Most recent answer: 01/09/2012
Q:
Hi, sorry if you've answered this one before, but I was wondering if anyone could give me an idiot guide to what would have happened if the higgs field hadn't existed (theoretically) and whether it would have had an affect on the velocity of particles in relation to Einsteins theory of general relativity? (i.e would it still apply?) I know it's a HUGE what if and I'm very grateful to you for even reading the email. I hope it's not a dumb question and that you can give me an answer that someone with a basic academic knowledge of physics (and a lot of general interest) might be able to understand.
- James Reilly (age 34)
South Wales, UK
A:

Physicists, while knowing very little about it, are sure that something akin to the Higgs field does exist. The Higgs field is an integral component of the currently predominant theory of particle physics called the standard model.

Within the standard model, if the Higgs field did not exist, neither would we. Through their interactions with the Higgs field, various subatomic particles (such as the electron and quarks) become massive. If the Higgs field did not exist, then these particles would have no rest mass whatsoever and, just as photons (which have no rest mass), would fly off at the speed of light. These particles would never be able to form atoms as they would be too busy zipping about at the speed of light.

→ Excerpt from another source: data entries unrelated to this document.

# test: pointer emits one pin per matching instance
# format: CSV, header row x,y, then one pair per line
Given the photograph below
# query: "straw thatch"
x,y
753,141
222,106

Even in this crazy Higgs-less world, particles would not be able to exceed the speed of light. That universal speed limit arises from the fabric of the universe known as space-time, whose properties are described extensively in Einstein's special and general theories of relativity. Thus, as you said, the implications on particles' velocities from Einstein's relativity would still apply were there not a Higgs field. If you'd like to read more about the Higgs field I would highly recommend reading as it is an accessible starting point that addresses many common Higgs questions.

Matt J.


(published on 01/09/2012)

Follow-up on this answer.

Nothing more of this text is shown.